Anyway, assuming a flowrate of 2 gpm to go along with these hypothetical pressures, we can calculate 'flow resistances' for the two devices.
(Although this is only valid inasmuch as the PQ curve of the devices conforms to the equation P = Q^2 * R. Not everything does.)
2 = 2^2 * R1
4 = 2^2 * R2
R1 = 0.5 (ft-H2O/gpm^2)
R2 = 1 (ft-H2O/gpm^2)
Using my newly derived parallel resistance equation:
Rp = 1/(1/squareroot(R1) + 1/squareroot(R2))^2 = 0.172 (ft-H2O/gpm^2)
Now you can graph the curve:
P = Q^2 * 0.172
and the curve for a pump simultaneously, and find the point where the two curves intersect. This will give the dP and flowrate for the parallel system. Using the dP determined for the system you can then calculate the flowrate through each parallel leg using the known resistance value for each leg.

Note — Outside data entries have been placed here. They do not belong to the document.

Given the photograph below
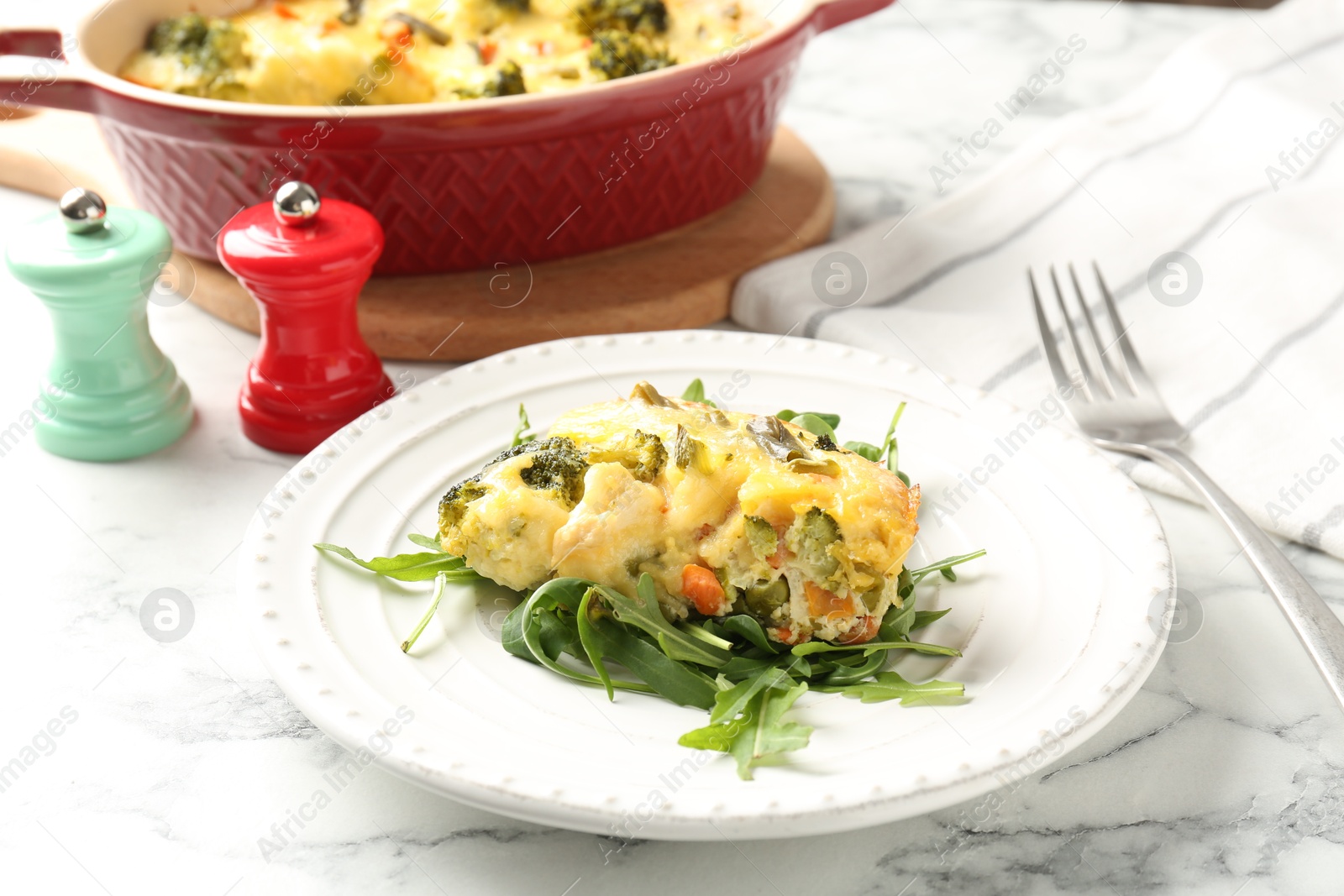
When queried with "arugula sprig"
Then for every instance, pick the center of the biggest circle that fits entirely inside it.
(696, 392)
(412, 567)
(748, 721)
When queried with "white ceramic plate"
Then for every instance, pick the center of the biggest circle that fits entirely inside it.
(1055, 624)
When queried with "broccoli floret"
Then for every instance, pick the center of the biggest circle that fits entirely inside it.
(812, 537)
(764, 598)
(208, 50)
(557, 466)
(827, 443)
(507, 81)
(618, 54)
(690, 453)
(761, 537)
(640, 453)
(454, 506)
(647, 16)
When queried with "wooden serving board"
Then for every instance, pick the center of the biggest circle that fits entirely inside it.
(676, 280)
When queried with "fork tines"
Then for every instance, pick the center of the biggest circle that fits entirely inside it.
(1095, 369)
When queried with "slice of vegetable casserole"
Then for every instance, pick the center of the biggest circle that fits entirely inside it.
(727, 512)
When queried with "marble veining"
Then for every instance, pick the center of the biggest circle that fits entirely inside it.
(1225, 775)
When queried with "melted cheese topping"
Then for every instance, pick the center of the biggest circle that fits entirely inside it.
(302, 53)
(806, 539)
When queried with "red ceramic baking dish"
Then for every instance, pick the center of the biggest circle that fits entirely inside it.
(454, 186)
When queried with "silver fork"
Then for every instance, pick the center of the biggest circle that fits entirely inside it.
(1117, 406)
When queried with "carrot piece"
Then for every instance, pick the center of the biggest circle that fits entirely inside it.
(824, 604)
(703, 587)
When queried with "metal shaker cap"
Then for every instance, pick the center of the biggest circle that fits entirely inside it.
(84, 211)
(296, 203)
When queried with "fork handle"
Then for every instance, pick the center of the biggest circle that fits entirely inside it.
(1316, 625)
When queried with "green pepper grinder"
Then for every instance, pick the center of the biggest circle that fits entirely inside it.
(109, 392)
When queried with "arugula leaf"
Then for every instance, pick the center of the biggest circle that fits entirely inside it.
(522, 432)
(898, 621)
(793, 417)
(732, 701)
(817, 423)
(866, 450)
(889, 685)
(425, 542)
(862, 668)
(680, 683)
(927, 617)
(440, 584)
(696, 392)
(748, 627)
(591, 645)
(645, 614)
(739, 667)
(944, 566)
(410, 567)
(543, 604)
(873, 647)
(759, 734)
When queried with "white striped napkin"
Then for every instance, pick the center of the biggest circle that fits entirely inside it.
(1231, 154)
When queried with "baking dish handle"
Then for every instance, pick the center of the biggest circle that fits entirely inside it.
(831, 13)
(38, 73)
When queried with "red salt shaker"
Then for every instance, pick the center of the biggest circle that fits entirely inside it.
(304, 259)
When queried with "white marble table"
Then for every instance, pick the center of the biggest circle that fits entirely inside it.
(1222, 777)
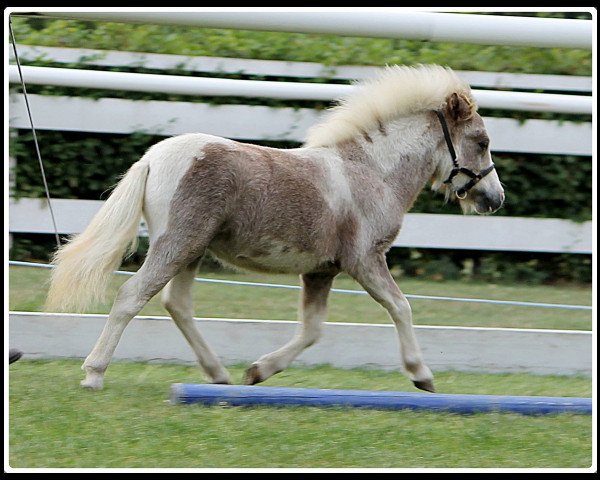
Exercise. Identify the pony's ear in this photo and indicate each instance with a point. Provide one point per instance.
(459, 107)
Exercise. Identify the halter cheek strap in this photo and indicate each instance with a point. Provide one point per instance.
(461, 193)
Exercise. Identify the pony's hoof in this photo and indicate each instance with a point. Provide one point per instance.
(252, 375)
(93, 381)
(426, 385)
(92, 384)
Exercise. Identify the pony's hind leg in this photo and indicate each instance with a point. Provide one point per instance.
(177, 299)
(313, 311)
(163, 262)
(131, 298)
(374, 276)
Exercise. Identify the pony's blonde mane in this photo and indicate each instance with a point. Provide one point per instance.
(398, 91)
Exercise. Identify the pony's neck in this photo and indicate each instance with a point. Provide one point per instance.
(401, 152)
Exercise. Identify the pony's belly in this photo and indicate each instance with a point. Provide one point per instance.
(276, 261)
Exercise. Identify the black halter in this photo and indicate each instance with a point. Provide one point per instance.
(475, 177)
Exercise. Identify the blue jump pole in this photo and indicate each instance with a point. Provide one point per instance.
(245, 395)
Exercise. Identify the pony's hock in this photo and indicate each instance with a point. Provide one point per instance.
(334, 205)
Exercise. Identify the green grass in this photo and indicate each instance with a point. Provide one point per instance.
(28, 288)
(55, 424)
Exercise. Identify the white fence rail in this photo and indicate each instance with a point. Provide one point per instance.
(419, 230)
(375, 22)
(245, 122)
(225, 87)
(276, 68)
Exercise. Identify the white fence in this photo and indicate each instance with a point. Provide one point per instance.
(112, 115)
(375, 22)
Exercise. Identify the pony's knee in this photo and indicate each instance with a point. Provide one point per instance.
(312, 335)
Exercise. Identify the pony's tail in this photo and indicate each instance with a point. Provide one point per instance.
(84, 265)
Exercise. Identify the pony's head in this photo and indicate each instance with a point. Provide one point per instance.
(466, 171)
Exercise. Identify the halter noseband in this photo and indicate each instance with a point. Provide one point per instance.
(461, 193)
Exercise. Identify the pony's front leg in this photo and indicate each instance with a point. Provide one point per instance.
(374, 276)
(312, 313)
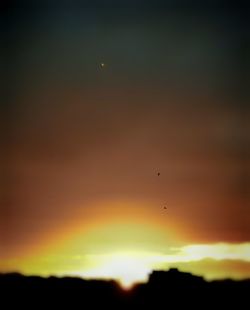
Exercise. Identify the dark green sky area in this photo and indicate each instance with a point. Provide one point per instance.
(173, 96)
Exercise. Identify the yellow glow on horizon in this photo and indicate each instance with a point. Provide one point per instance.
(126, 268)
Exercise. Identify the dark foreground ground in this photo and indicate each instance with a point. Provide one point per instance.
(164, 290)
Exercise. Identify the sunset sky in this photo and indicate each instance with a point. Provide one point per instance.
(84, 142)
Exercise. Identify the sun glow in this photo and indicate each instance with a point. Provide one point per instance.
(126, 268)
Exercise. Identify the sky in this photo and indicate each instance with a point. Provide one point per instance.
(83, 142)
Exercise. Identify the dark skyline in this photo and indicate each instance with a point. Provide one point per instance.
(83, 144)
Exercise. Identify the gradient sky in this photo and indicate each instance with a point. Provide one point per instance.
(83, 144)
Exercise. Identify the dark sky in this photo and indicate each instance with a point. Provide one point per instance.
(172, 97)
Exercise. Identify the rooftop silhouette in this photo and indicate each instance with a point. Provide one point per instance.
(165, 288)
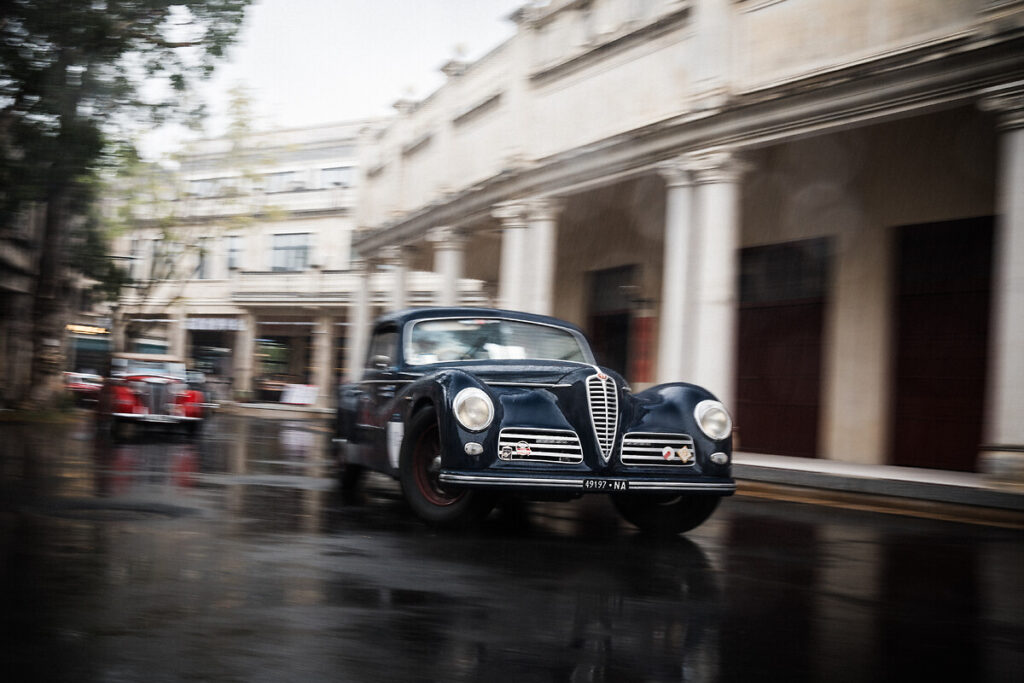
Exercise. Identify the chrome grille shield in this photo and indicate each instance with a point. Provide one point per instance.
(603, 400)
(539, 445)
(654, 449)
(158, 398)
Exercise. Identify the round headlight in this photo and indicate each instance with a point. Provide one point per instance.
(473, 409)
(714, 419)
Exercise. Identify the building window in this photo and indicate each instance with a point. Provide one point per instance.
(203, 259)
(135, 260)
(290, 252)
(338, 176)
(236, 245)
(282, 182)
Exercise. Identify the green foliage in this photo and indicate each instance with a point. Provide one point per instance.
(71, 77)
(77, 77)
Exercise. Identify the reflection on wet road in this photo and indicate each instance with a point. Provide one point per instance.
(231, 557)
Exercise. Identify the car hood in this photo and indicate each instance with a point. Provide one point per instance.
(499, 373)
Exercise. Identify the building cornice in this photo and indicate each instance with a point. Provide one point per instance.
(919, 81)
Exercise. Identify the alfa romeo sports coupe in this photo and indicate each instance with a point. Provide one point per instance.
(465, 404)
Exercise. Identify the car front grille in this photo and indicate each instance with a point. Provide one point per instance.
(603, 400)
(158, 398)
(654, 449)
(539, 445)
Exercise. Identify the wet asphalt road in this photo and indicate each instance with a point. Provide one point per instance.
(231, 558)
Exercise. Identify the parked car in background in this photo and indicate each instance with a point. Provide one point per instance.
(84, 387)
(150, 389)
(465, 404)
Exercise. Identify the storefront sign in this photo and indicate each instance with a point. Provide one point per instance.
(299, 394)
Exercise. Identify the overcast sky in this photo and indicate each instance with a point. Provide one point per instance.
(312, 61)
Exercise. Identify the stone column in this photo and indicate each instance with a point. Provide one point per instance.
(1003, 455)
(324, 359)
(177, 336)
(245, 357)
(358, 322)
(717, 220)
(118, 330)
(512, 281)
(395, 258)
(542, 239)
(676, 332)
(450, 246)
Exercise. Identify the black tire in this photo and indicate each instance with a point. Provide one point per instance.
(118, 429)
(349, 475)
(665, 515)
(419, 467)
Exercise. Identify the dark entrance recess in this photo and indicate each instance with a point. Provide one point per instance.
(942, 291)
(778, 369)
(609, 312)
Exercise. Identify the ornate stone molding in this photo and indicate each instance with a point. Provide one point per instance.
(1007, 101)
(394, 255)
(512, 214)
(676, 173)
(358, 265)
(445, 237)
(713, 166)
(544, 208)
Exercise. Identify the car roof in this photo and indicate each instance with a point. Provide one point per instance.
(401, 316)
(160, 357)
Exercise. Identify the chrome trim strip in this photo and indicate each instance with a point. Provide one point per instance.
(452, 477)
(528, 384)
(580, 337)
(449, 477)
(154, 417)
(681, 485)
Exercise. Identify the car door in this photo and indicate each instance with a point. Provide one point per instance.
(378, 389)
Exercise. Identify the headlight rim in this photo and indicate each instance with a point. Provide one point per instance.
(464, 395)
(701, 410)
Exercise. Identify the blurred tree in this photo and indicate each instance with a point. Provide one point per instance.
(76, 75)
(156, 205)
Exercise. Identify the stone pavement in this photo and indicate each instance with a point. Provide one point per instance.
(908, 482)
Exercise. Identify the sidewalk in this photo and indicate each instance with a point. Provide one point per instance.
(909, 482)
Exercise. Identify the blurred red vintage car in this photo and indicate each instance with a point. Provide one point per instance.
(150, 389)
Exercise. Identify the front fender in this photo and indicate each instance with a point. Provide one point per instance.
(669, 408)
(439, 391)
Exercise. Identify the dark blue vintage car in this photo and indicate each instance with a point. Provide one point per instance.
(465, 404)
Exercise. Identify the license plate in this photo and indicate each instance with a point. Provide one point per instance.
(605, 484)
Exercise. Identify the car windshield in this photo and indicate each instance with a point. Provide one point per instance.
(492, 339)
(127, 368)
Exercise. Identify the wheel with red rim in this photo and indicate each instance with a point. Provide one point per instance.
(420, 466)
(665, 515)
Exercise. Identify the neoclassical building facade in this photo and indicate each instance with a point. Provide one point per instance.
(815, 208)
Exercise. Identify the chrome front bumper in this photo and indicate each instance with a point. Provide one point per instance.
(637, 483)
(155, 418)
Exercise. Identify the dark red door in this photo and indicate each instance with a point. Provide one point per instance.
(778, 366)
(943, 282)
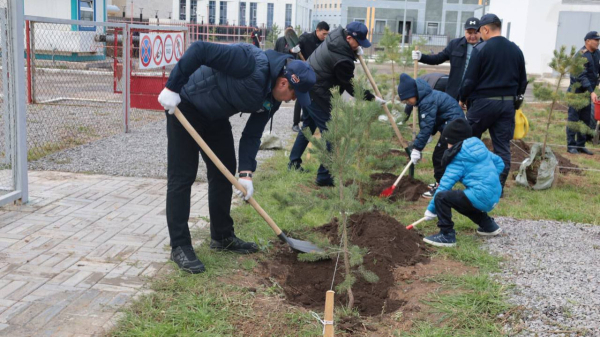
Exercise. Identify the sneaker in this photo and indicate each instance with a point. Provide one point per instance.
(186, 260)
(490, 228)
(325, 183)
(441, 240)
(297, 168)
(234, 244)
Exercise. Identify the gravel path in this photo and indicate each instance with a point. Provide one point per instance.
(556, 270)
(143, 151)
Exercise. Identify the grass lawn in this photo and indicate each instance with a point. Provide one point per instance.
(460, 299)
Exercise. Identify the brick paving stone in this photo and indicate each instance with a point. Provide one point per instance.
(82, 248)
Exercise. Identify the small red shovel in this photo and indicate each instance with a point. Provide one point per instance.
(388, 191)
(411, 226)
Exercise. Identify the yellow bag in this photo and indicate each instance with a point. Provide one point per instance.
(521, 125)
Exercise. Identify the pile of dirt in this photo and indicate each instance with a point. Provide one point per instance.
(408, 189)
(389, 244)
(519, 151)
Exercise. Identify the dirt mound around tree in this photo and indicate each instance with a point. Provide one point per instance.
(519, 151)
(408, 189)
(389, 245)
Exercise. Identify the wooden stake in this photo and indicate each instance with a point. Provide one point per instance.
(328, 314)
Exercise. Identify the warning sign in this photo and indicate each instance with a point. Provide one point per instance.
(160, 49)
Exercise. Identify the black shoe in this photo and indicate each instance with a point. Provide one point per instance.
(234, 244)
(325, 183)
(186, 260)
(586, 151)
(296, 167)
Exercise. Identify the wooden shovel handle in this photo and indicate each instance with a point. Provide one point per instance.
(223, 169)
(385, 108)
(402, 174)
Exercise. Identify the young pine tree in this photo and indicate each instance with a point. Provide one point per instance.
(349, 123)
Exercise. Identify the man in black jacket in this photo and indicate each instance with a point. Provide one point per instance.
(333, 62)
(458, 52)
(211, 83)
(495, 80)
(307, 44)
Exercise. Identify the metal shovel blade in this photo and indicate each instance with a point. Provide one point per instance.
(299, 245)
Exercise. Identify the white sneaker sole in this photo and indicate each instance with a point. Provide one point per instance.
(494, 233)
(438, 244)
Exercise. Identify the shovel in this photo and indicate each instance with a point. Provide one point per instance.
(385, 108)
(388, 191)
(292, 40)
(301, 246)
(411, 226)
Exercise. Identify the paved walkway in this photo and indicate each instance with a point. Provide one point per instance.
(82, 247)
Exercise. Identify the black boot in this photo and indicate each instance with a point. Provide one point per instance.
(185, 258)
(234, 244)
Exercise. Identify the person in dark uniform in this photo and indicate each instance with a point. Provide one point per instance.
(589, 81)
(494, 85)
(333, 62)
(211, 83)
(307, 44)
(458, 52)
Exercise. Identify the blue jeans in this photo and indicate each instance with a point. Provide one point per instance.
(312, 117)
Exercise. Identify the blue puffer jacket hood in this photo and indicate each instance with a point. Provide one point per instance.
(436, 109)
(479, 170)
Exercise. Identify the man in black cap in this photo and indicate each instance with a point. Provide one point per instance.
(588, 80)
(458, 52)
(333, 62)
(211, 83)
(494, 85)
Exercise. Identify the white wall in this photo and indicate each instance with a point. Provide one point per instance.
(534, 27)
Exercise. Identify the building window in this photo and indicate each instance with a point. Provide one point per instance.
(223, 13)
(87, 12)
(193, 12)
(212, 7)
(270, 12)
(182, 9)
(242, 14)
(288, 15)
(253, 14)
(432, 28)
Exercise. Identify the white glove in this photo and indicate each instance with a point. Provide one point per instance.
(415, 156)
(169, 100)
(430, 216)
(417, 55)
(380, 100)
(247, 184)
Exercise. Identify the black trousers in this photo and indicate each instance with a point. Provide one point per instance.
(576, 139)
(182, 159)
(445, 201)
(499, 117)
(438, 154)
(297, 113)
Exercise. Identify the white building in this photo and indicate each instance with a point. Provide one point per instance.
(541, 26)
(246, 13)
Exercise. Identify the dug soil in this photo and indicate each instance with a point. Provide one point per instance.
(389, 245)
(408, 189)
(519, 151)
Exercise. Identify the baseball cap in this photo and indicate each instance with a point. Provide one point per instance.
(487, 19)
(472, 23)
(359, 32)
(593, 35)
(301, 76)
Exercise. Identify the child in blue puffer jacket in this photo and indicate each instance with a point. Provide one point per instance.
(467, 160)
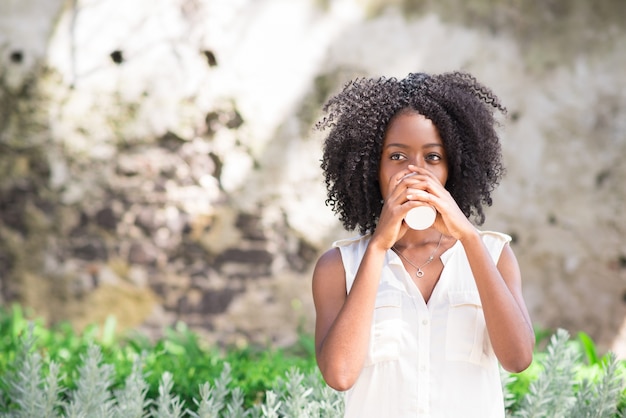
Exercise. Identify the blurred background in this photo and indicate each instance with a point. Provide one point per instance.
(158, 161)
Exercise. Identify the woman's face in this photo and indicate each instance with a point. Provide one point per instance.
(413, 139)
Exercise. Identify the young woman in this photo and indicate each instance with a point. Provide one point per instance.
(415, 322)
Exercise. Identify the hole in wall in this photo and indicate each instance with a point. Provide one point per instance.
(17, 57)
(117, 56)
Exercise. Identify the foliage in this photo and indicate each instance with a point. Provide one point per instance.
(57, 373)
(180, 352)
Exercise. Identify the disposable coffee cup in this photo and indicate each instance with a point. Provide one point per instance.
(421, 217)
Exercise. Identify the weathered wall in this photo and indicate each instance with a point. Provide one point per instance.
(158, 161)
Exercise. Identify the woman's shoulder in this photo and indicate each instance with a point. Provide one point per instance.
(495, 236)
(357, 240)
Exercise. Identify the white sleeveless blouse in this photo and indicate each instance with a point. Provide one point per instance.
(430, 360)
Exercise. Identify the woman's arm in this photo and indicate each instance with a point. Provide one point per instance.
(343, 322)
(500, 288)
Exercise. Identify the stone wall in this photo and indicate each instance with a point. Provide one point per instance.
(158, 161)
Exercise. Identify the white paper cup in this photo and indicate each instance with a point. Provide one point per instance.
(421, 217)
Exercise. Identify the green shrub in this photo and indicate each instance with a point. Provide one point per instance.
(56, 373)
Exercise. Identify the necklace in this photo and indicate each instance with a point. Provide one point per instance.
(419, 272)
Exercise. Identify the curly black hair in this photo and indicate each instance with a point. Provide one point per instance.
(461, 108)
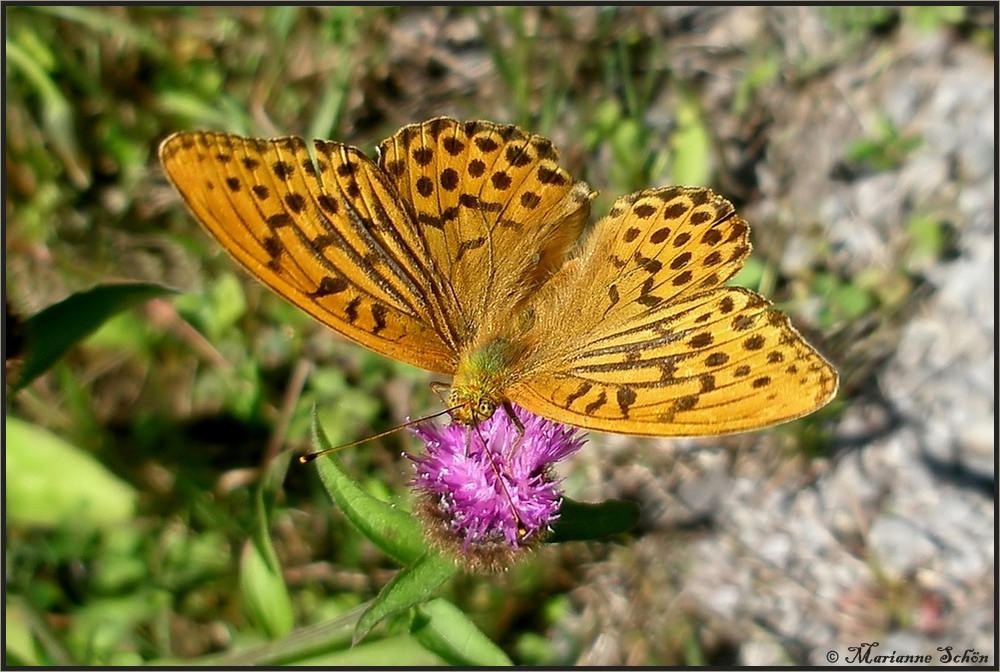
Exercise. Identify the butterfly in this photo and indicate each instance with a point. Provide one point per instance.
(461, 249)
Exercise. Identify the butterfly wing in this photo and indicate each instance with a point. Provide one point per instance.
(656, 345)
(329, 235)
(497, 212)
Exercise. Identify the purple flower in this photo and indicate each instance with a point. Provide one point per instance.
(487, 502)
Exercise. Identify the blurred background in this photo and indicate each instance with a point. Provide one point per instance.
(858, 142)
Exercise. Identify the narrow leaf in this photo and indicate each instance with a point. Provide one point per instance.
(394, 531)
(50, 333)
(411, 586)
(579, 521)
(444, 630)
(265, 597)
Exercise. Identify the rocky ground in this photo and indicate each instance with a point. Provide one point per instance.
(889, 538)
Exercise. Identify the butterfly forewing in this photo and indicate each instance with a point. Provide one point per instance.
(328, 238)
(450, 253)
(496, 210)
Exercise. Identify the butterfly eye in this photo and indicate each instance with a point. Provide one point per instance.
(485, 408)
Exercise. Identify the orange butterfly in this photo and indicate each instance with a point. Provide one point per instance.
(456, 251)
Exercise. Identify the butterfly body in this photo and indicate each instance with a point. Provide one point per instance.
(460, 250)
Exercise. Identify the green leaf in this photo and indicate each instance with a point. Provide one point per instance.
(692, 144)
(579, 521)
(50, 333)
(394, 531)
(411, 586)
(445, 631)
(265, 597)
(51, 482)
(19, 645)
(399, 651)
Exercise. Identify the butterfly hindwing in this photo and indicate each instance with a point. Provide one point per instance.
(656, 345)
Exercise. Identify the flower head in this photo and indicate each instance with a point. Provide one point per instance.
(488, 491)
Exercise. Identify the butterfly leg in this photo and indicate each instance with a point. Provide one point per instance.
(509, 410)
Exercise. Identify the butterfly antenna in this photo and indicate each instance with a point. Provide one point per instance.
(309, 457)
(522, 530)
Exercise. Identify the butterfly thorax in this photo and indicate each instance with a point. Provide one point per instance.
(480, 380)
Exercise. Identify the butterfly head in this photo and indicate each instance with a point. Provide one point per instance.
(480, 379)
(471, 408)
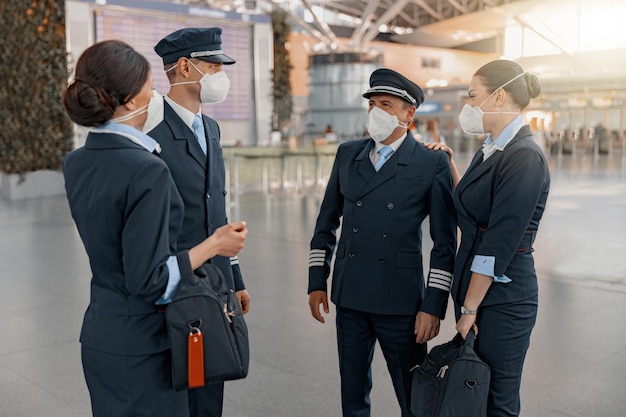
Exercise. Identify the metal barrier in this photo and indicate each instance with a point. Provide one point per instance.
(277, 169)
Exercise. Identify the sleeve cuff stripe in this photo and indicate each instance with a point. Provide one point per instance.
(440, 272)
(440, 280)
(439, 286)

For example, if the pressure that the pump produces across the parallel system is 3 ft, then:
Q1 = squareroot( 3 / 0.5 ) = 2.45 gpm
Q2 = squareroot( 3 / 1 ) = 1.73 gpm
Qp = squareroot( 3 / 0.172 ) = 4.18 gpm
So block 1 gets about 59% of the flow,
and block 2 gets about 41% of the flow.
Of course for a real system you'd need to throw a radiator into the mix, as well as values for tubing, fittings, etc.
Now I've got to take a look at some previous work based on my incorrect assumption for calculating parallel resistance.
Edit: Corrected first paragraph.
2nd Edit: Corrected flow resistance units from ft-H2O/gpm to ft-H2O/gpm^2. Plus grammar.